Arthritis: don’t ignore aches and pains
Arthritis often starts with joint pain and stiffness so don’t ignore mystery pangs, particularly in your hands, hips or knees.
Arthritis is commonly thought of as an older person’s issue but it can affect people of all ages. Almost four million Australians are living with the condition and it’s predicted that figure will double by 2050.
“In Western countries, arthritis is a modern epidemic. Our lifestyle often leads to obesity, which is a major risk factor for many types of arthritis, including osteoarthritis,” says Professor Patrick McNeil, rheumatologist and chair of Arthritis Australia.
“The other contributing factor to the growing statistics is that people are living longer. The longer someone lives, the more likely it is they will develop a variety of health conditions – including arthritis.”
Types of arthritis
“Osteoarthritis (OA) is the most common form of arthritis in Australia, with 8 per cent of the population diagnosed,” says Professor McNeil. However, many people don’t know they have OA, so this figure is likely to be much higher.
OA occurs in the knees, hips, fingers and toes and affects the bone, cartilage, ligaments and muscles of the joint. Symptoms are pain, stiffness in the joints and reduced mobility.

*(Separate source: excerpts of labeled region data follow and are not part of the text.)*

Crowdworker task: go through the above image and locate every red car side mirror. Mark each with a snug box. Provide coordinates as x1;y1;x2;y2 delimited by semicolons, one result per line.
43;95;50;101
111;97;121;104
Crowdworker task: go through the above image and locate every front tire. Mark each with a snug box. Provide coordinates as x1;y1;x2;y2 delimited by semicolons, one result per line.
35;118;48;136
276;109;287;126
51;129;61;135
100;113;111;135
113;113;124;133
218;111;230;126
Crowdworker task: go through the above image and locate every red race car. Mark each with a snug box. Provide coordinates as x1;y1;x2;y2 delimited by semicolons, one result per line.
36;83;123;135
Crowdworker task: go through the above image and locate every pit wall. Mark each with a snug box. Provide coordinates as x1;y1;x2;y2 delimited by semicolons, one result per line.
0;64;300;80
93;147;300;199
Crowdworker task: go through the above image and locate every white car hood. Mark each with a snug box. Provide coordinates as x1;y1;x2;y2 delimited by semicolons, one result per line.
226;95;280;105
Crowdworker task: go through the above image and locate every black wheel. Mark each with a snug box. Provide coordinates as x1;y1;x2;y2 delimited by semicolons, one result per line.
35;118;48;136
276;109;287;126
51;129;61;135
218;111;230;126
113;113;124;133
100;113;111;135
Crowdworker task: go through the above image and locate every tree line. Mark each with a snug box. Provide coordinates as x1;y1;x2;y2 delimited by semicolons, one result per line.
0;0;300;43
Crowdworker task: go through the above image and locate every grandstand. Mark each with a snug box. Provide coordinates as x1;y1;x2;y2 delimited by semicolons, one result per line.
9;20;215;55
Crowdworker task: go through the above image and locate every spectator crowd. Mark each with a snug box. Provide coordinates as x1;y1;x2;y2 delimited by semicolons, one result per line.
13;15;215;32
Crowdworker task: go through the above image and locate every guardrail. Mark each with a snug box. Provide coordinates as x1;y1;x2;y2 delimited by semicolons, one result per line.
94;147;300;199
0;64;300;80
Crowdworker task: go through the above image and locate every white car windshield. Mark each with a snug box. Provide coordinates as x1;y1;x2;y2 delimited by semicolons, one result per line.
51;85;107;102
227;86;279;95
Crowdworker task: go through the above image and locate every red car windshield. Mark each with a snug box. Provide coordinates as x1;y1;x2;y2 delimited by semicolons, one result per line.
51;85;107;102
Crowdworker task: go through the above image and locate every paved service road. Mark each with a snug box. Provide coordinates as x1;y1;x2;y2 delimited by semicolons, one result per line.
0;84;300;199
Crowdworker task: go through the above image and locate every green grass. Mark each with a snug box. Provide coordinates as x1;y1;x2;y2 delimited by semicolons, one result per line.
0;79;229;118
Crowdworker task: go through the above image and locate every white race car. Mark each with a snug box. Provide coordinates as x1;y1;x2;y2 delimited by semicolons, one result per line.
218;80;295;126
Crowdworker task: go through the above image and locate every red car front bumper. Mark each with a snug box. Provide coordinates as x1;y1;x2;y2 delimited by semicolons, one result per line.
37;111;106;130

Risk factors include being overweight, previous injuries to the joints and a family history of the condition. There is no cure for OA, but it can be managed by weight loss, exercise, pain medication and, if necessary, with walking frames and sticks. Joint replacement surgery is an option in advanced cases.

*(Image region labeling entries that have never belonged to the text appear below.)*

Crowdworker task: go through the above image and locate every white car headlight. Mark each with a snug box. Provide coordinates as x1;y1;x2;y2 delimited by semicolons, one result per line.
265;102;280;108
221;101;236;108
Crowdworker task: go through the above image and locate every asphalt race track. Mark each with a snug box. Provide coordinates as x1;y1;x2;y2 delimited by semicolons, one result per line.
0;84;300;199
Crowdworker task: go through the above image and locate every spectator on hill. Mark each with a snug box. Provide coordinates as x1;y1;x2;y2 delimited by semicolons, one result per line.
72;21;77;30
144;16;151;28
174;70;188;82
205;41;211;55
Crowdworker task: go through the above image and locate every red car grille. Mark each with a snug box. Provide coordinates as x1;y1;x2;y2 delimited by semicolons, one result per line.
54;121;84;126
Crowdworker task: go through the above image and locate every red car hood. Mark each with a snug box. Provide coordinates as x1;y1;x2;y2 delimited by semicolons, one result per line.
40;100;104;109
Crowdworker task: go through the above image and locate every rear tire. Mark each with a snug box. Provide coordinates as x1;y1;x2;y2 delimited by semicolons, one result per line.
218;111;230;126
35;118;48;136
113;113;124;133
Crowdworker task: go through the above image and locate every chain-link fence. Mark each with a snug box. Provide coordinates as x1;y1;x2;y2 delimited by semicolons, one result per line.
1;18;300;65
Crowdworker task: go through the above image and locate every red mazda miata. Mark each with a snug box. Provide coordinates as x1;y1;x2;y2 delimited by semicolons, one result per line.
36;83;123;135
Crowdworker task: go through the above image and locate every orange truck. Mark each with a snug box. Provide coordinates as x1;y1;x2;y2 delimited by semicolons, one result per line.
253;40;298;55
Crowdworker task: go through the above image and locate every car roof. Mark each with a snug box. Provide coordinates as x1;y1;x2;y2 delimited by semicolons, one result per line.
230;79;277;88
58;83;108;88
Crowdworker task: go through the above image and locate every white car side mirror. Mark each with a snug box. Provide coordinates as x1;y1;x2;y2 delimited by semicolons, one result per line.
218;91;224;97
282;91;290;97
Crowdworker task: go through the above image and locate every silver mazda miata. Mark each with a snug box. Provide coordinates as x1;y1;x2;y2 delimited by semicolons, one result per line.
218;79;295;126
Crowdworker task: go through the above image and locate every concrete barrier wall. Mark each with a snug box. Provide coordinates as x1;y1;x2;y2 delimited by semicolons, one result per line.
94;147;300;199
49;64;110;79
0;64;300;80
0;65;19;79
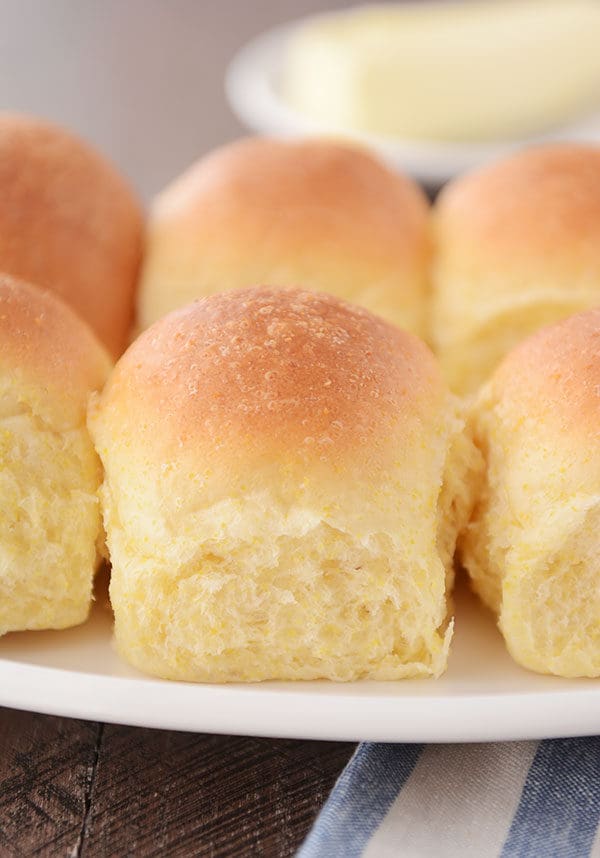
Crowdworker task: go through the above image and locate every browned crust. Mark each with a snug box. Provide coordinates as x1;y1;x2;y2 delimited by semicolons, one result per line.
0;274;111;420
0;113;142;355
101;287;445;458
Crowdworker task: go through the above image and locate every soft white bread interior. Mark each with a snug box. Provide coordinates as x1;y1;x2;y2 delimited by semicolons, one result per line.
90;288;477;682
138;138;430;335
0;113;143;356
460;309;600;676
432;144;600;393
0;275;110;634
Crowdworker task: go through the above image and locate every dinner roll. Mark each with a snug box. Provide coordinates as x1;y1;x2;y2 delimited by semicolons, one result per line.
461;309;600;676
0;275;110;634
139;138;429;334
90;288;474;682
433;144;600;393
0;113;142;355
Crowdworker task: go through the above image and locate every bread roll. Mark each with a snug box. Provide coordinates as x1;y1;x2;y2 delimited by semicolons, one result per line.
0;113;142;356
0;275;110;634
433;144;600;393
139;138;429;334
461;309;600;676
90;288;474;682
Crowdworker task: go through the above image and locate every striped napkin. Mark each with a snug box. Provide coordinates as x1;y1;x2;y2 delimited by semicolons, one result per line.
298;737;600;858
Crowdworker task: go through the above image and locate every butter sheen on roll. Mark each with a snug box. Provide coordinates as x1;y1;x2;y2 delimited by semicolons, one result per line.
138;138;430;335
0;275;110;634
90;288;476;682
461;309;600;677
432;144;600;393
0;113;143;356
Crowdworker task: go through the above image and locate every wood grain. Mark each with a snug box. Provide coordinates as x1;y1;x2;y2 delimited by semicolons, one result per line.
0;709;353;858
81;726;352;858
0;709;99;858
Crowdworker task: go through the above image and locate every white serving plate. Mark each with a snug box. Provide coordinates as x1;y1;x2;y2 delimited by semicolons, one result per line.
225;19;600;186
0;576;600;742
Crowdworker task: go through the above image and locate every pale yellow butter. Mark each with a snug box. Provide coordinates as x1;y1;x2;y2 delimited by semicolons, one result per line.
282;0;600;141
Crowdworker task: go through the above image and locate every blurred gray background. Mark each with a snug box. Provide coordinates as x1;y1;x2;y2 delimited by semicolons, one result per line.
0;0;346;199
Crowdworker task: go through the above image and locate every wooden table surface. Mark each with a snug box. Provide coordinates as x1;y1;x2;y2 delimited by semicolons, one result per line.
0;709;354;858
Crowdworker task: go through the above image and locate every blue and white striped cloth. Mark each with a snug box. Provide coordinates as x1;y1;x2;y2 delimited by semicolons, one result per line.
298;737;600;858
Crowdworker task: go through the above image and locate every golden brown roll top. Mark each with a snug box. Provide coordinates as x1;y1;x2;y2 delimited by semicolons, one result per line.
0;113;142;355
0;275;110;634
138;138;429;334
462;310;600;676
433;144;600;393
91;288;473;681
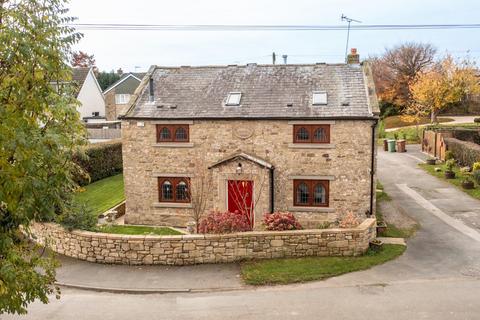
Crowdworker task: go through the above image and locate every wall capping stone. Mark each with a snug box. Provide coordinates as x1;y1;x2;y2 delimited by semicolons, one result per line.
288;175;335;181
150;120;193;124
288;120;335;125
288;207;335;213
152;172;194;178
152;202;193;208
30;218;376;265
288;143;335;149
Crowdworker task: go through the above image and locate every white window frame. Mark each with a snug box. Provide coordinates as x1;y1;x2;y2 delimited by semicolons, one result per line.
225;92;242;106
312;91;328;106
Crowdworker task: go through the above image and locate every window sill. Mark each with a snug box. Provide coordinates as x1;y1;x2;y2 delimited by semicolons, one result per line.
288;143;335;149
153;202;193;209
152;142;193;148
288;207;335;212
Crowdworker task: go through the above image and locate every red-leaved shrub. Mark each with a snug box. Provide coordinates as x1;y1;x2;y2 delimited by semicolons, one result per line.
263;212;303;231
198;211;252;233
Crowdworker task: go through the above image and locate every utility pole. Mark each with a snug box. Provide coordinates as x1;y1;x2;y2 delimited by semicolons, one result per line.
341;13;362;62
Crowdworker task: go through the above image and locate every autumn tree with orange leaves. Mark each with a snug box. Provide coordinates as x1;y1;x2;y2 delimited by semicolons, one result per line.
406;56;480;123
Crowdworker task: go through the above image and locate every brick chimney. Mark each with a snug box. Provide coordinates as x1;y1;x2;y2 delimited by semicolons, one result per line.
347;48;360;64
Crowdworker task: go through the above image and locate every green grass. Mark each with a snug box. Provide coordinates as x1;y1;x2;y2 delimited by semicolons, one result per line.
75;174;125;215
419;163;480;199
241;244;406;285
96;225;183;236
383;115;453;129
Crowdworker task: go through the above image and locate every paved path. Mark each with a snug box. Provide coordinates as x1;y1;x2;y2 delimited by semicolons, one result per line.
385;116;480;132
2;146;480;320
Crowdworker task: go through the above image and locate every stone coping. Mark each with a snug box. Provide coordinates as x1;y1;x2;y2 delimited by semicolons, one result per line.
37;218;376;240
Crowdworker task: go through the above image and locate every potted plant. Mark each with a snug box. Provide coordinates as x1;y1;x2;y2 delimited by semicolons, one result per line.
369;239;383;252
462;177;475;189
377;221;387;234
445;159;455;179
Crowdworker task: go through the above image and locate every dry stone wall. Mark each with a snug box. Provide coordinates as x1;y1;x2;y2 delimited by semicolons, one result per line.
31;219;376;265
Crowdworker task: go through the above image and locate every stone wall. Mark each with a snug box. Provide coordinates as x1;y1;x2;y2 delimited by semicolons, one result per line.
31;219;376;265
122;120;376;228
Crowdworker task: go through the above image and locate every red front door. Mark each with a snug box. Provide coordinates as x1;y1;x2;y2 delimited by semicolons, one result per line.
227;180;253;226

“Rheumatoid arthritis (RA) affects 2 per cent of our population,” says Professor McNeil. It’s the second most common type of arthritis in Australia and is an autoimmune disease that causes hand, feet, knee and hip joints to swell painfully.
Smoking and a family history of the condition are the greatest risk factors for rheumatoid arthritis, which can be very debilitating if not treated appropriately and quickly.
Ankylosing spondylitis (AS) affects the joints in the neck, back, pelvis, hips and shoulders, which become inflamed, painful and stiff. “It's an inflammatory arthritis that can be very damaging and life changing,” says Professor McNeil.
The pain is often worse after resting or sitting for prolonged periods, whereas it tends to be less severe with exercise. There is no known cause of AS, but research suggests a gene is present in most sufferers. Modern treatments have revolutionised the outlook for those with the condition.
“Some new medications relieve the symptoms of AS,” says Professor McNeil. “In fact, the research and advances in treatment are the biggest in arthritis treatment for many years.”
Gout occurs when the body’s uric acid isn’t excreted and instead turns into crystals that deposit in and around joints. This results in inflammation, pain and swelling of the toes, feet, hands, wrists, knees and elbows.
Gout is episodic, which means it comes and goes, and tends to occur in people with a family history of it, or because of lifestyle factors such as obesity, overeating, not drinking enough water, crash dieting, excessive alcohol consumption and eating and drinking purine-rich foods such as processed meat.
“Gout is very common in Australia and there is a misconception that it's caused by alcohol, not arthritis,” explains Professor McNeil.
There are a number of medicines to treat gout and flare-ups can be prevented through certain medications and lifestyle modifications.
The arthritis myth
Arthritis isn’t just a condition for seniors. About 62 per cent of arthritis sufferers are aged between 15 and 64. Osteoarthritis occurs most frequently in people over the age of 40, while RA can occur at any age, although it is also more common in older people. AS is most prevalent in men aged between 15 and 45, and gout in men aged between 40 and 50.
“Early diagnosis is the key. If you’re experiencing joint pain, no matter what your age, see your GP, who may refer you to an appropriate specialist. Don’t dismiss any aches and pains,” he warns.